Moisture in the air can cause fish eyes in paint and clog media blaster nozzles. Two of the most common dryer types are refrigerated and desiccant, the main difference between these two types is the drying agent inside the machine.
Cycling and non-cycling are the 2 sub-categories of Refrigerator Dryers. A non-cycling dryer runs all the time whereas a cycling dryer goes between secondary cooling fluids and then shuts off while the fluid dries the air. Refrigerated dryers are a low-cost option in terms of setup, operation and maintenance, they are resistant to airborne particles but the disadvantage is that they have minimal dew point capacity. Dew point is the temperature when the water and the airlines will start to condense.
They can be unheated, heatless, externally heated or internally heated. With a desiccant dryer, the air flows through one of the towers that then absorbs any moisture due the drying agents. The opposing tower is offline and being regenerated with purged air.

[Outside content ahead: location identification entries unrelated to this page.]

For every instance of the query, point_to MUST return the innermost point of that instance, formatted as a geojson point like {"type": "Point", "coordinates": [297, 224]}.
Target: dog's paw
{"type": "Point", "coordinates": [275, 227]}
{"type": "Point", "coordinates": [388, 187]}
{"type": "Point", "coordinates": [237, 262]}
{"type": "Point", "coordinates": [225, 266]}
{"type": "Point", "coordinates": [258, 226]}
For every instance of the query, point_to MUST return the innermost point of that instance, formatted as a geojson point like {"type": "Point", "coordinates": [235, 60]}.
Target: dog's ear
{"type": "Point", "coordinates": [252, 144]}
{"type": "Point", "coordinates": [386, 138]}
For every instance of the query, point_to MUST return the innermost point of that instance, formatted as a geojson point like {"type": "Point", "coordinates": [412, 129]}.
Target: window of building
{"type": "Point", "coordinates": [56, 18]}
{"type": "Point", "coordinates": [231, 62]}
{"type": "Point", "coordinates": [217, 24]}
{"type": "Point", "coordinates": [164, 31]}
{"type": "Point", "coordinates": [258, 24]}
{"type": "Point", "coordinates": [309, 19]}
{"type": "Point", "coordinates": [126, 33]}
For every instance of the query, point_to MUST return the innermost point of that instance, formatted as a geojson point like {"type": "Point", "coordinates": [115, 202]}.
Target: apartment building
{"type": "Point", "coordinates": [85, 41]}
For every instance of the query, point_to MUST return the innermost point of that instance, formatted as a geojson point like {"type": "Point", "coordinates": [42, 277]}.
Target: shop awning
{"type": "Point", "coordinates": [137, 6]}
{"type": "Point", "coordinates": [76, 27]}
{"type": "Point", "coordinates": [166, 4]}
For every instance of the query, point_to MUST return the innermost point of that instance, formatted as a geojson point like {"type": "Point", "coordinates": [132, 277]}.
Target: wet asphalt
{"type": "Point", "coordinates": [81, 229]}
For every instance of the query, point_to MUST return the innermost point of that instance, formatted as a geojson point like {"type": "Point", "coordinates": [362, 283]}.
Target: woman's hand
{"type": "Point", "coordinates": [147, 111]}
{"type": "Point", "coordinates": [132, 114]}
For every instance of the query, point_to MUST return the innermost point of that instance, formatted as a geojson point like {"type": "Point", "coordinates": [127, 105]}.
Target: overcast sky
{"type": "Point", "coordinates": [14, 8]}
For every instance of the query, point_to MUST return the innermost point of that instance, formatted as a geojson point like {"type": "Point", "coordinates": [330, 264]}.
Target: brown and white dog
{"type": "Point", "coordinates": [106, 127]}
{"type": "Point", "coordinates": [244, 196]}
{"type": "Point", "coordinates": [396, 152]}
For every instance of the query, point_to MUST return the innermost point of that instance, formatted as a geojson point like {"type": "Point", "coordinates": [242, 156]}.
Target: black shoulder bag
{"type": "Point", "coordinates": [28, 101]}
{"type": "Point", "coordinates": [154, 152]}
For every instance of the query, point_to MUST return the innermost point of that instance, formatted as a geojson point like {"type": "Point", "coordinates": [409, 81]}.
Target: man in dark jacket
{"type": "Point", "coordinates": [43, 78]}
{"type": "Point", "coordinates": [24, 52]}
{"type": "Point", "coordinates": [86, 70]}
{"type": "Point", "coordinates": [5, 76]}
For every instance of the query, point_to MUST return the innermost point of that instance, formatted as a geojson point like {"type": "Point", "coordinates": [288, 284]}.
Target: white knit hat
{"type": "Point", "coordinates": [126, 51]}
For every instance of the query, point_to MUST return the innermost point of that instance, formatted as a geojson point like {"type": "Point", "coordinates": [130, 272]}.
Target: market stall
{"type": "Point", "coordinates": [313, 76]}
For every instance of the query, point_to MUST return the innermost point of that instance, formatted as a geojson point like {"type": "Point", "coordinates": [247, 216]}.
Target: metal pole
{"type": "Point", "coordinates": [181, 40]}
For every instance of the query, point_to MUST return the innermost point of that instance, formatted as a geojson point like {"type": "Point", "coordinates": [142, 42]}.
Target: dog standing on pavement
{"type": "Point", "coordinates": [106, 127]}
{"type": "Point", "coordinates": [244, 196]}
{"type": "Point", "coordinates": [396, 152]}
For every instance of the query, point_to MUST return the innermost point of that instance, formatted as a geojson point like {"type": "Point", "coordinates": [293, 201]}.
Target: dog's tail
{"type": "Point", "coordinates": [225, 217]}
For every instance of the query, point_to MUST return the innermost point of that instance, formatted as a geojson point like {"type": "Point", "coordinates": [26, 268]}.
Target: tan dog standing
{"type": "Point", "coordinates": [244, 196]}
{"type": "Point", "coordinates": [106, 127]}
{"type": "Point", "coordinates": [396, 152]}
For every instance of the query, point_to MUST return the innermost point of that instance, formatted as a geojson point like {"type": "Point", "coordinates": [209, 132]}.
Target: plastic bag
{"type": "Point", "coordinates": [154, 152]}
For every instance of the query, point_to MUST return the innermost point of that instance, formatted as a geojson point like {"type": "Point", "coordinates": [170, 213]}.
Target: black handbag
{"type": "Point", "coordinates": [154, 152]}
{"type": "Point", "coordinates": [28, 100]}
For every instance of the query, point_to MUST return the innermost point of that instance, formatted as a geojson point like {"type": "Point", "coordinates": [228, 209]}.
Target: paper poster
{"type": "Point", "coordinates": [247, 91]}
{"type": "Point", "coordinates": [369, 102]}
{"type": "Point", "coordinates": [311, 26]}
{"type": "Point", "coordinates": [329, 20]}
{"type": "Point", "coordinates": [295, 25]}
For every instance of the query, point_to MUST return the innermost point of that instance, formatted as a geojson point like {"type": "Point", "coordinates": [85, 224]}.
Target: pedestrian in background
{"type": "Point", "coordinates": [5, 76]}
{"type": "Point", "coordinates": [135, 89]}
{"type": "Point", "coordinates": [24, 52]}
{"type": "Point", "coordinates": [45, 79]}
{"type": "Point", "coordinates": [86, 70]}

The have a better dew point capacity than refrigerated dryers. They can be used in remote hazardous environments, they tend to have high setup costs, and the desiccant bed needs to be replaced every three to five years. They will also require more filtration for airborne oil vapor and particulate carryover. Lastly they require source of purge air. Some consume purge air from the compressed air system which can make them less efficient than refrigerated dryers.